Measuring the Performance of 3D Graphics Architectures

As the final project for the ECS250A course, "Advanced Computer Architecture," my project partner Christian Hofsetz and I chose the topic of 3D graphics architectures.

We wanted to find a way to measure the raw performance of a 3D graphics accelerator, hopefully factoring out the influence of CPU and overall system performance by providing a synthetic benchmark program which can be "tweaked" by a plethora of parameters to probe implementations at the pipeline stage level.

To reach this goal, we evaluated the model of computation employed by industry-standard rendering libraries like OpenGL and Direct3D, the standard rendering pipeline. Based on these evaluations, we tried to single out possible design decisions a systems architect has to improve the performance of the standard pipeline.

Finally, we created the above-mentioned benchmark program, portable to a wide range of systems, which aids the designer or analyst in their tasks.

Abstract

In this paper, we describe the structure of the standard graphics pipeline, as implemented by common graphics libraries like OpenGL and Direct3D. Based on this structure, we present the options a designer of graphics architectures can exploit to increase the performance of his design. To evaluate the advantages and drawbacks of design decisions, the architect needs a benchmarking tool which can probe the performance of the graphics pipeline at the single stage level. We propose a simple synthetic benchmark program, which uses the OpenGL graphics library to achieve this task.

The Benchmark Program

These are all parameters the benchmark program recognizes:
-i <numIterations>
Sets the number of times the scene is rendered. The default number of iterations is 500.
-s <width> <height>
Sets the size of the rendering window to width x height.

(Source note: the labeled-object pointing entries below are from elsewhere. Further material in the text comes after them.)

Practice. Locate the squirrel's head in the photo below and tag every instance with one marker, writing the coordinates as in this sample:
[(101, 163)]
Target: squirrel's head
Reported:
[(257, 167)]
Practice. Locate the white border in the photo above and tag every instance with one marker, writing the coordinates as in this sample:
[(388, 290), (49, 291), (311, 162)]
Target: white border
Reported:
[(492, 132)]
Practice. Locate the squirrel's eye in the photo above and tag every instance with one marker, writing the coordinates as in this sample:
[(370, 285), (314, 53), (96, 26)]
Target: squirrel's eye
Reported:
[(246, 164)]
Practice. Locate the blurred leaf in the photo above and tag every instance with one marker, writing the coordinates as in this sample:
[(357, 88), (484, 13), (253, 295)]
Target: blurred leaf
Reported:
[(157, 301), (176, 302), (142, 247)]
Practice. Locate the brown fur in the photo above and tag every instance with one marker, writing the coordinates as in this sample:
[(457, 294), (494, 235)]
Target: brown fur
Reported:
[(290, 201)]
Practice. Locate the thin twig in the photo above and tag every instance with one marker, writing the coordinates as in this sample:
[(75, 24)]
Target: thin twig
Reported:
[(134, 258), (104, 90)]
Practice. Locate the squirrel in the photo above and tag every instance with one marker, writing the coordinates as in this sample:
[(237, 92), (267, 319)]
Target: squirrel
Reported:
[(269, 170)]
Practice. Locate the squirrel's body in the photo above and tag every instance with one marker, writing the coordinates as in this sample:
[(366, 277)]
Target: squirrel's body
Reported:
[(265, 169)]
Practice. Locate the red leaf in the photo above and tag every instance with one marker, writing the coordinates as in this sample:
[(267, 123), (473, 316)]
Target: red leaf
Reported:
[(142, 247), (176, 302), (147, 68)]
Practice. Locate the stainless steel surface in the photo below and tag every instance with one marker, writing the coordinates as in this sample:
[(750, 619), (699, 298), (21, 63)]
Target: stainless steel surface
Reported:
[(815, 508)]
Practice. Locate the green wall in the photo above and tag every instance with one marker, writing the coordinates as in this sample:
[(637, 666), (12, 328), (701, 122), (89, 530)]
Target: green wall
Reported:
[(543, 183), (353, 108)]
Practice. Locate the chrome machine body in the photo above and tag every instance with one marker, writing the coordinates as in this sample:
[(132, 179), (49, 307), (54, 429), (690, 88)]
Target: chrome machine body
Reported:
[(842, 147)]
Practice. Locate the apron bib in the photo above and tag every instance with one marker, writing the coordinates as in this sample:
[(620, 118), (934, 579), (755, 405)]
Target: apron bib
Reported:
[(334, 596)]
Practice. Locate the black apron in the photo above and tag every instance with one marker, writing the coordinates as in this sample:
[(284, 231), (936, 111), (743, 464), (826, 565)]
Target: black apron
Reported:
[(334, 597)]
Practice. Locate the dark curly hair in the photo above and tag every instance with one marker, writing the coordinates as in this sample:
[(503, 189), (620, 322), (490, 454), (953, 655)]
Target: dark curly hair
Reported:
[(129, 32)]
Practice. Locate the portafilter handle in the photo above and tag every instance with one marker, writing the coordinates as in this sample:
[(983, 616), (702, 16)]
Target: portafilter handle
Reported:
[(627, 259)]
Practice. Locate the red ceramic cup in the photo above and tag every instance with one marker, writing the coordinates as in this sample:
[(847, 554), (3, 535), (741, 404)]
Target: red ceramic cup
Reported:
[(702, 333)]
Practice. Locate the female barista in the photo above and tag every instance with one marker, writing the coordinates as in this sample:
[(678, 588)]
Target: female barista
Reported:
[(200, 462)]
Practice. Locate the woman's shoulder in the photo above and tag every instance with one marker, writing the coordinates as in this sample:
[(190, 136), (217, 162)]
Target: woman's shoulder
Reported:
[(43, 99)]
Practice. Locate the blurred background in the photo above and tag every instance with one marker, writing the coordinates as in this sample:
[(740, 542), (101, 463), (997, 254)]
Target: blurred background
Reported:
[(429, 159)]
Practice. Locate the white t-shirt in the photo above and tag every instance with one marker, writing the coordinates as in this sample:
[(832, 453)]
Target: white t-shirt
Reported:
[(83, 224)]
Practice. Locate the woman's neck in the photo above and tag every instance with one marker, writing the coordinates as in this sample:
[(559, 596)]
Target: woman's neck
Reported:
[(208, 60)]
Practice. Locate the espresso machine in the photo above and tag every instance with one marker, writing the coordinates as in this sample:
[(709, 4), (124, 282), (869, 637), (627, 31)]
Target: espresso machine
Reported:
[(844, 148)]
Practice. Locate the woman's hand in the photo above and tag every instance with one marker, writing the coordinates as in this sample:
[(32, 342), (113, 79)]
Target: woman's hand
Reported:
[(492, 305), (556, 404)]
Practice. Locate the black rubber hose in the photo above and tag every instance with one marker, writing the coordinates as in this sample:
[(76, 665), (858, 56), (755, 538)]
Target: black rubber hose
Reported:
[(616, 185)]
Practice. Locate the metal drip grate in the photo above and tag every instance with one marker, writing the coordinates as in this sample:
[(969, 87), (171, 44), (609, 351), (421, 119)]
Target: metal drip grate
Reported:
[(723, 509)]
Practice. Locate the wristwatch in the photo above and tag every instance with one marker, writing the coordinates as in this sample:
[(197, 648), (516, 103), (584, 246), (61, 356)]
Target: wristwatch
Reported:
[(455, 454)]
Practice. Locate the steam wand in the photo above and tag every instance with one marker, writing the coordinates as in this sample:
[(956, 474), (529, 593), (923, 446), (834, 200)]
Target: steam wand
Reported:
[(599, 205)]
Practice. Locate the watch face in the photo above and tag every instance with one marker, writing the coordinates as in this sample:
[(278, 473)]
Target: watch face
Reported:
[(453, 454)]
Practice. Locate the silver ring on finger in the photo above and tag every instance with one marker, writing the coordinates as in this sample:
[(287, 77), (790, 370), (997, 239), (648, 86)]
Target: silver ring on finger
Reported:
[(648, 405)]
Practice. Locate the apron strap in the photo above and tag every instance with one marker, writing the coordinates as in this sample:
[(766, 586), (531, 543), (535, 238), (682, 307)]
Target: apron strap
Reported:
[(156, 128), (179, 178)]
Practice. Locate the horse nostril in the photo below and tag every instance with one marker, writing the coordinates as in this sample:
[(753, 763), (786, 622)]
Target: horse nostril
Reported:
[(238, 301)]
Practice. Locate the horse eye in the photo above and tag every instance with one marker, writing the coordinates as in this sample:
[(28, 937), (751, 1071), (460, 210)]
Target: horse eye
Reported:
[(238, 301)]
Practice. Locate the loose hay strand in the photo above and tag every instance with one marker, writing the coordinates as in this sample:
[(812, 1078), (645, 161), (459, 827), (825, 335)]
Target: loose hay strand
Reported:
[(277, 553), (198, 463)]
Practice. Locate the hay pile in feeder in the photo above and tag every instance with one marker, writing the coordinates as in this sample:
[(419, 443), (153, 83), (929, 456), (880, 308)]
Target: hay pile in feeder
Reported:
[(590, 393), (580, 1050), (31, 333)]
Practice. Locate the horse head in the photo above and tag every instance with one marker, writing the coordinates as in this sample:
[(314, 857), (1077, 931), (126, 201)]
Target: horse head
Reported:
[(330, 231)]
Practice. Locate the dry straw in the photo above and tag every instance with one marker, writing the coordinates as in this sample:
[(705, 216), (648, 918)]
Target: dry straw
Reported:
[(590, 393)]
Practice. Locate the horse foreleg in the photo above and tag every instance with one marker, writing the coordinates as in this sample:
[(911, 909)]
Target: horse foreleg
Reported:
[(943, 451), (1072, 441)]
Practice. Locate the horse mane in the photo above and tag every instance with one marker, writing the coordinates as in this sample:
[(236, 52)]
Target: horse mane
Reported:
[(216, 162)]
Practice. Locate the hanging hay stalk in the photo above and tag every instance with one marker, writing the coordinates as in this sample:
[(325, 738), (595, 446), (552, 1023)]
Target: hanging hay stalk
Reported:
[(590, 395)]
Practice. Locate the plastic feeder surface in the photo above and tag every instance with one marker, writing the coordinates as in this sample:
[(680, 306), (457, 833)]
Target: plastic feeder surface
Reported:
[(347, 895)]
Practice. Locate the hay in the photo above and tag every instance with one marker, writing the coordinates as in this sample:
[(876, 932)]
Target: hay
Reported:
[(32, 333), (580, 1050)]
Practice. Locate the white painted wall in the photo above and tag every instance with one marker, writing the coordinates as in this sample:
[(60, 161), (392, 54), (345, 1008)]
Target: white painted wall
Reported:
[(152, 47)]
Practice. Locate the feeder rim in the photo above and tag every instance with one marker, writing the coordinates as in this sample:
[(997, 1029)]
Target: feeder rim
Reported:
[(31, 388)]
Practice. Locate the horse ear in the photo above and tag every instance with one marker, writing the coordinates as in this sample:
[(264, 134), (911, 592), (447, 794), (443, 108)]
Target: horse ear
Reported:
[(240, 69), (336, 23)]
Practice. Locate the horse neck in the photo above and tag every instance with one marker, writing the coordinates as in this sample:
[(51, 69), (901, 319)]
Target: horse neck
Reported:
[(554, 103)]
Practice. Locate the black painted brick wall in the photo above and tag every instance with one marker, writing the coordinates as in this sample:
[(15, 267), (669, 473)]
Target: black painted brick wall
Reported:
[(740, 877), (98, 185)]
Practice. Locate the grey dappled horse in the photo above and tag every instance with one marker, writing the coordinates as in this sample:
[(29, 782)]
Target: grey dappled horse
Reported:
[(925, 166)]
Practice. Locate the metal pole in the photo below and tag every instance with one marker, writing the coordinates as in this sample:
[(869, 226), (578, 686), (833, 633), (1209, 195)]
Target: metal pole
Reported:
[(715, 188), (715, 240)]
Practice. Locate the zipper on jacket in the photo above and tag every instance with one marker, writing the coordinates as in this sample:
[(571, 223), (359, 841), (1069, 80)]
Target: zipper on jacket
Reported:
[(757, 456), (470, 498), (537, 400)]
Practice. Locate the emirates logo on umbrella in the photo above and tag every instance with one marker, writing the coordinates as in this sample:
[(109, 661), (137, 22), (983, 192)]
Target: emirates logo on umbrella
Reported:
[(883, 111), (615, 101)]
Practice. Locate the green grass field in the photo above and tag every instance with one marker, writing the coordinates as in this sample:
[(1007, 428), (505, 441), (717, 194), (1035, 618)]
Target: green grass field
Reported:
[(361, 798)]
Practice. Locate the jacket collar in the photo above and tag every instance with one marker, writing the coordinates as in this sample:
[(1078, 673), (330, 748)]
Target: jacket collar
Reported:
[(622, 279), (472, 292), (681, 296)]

The default window size is 640 x 480.
-v <numStrips> <quadsPerStrip>
Sets the number of strips making up the sphere, and the number of quadrilaterals per strip. The first and last strip consist of quadsPerStrip triangles each, arranged as fans around the north and south pole, respectively; the other numStrips - 2 strips consist of quadsPerStrip quadrilaterals or quadsPerStrip * 2 triangles, depending on the primitive generation mode. The default number of strips is 32, the default number of quadrilaterals per strip is 64.
Primitive generation modes:
-pt
Generates the sphere as quadsPerStrip * 2 + (numStrips - 2) * quadsPerStrip * 2 independent triangles.
-pq
Generates the sphere as two triangle fans of quadsPerStrip triangles each, and numStrips - 2 quad strips of quadsPerStrip quadrilaterals each.
-pv
Generates the sphere as a vertex array, using the same geometrical primitives as if using the -pq switch.
-pl
Compiles the generated primitives into a display list for later use. The created display list also encapsulates texture image uploads (if enabled).
The default primitive generation mode is independent triangles, and no display lists.
Buffer modes:
-be
Erases the frame buffer before rendering each frame.
-bd
Enables double-buffering, to allow for smooth animations.
-bz
Disables the depth buffer for hidden surface removal.
The default buffer mode is single-buffered, no erase, depth test enabled.
Drawing modes:
-dl <numLightSources>
Enables per-vertex Phong lighting, using numLightSources point light sources. numLightSources has to be eight or less.
-dn
Enables automatic re-normalization of normal vectors. If this feature is enabled, the normals passed to OpenGL will have non-unit length to enforce re-normalization.
-dg
Enables Goraud shading.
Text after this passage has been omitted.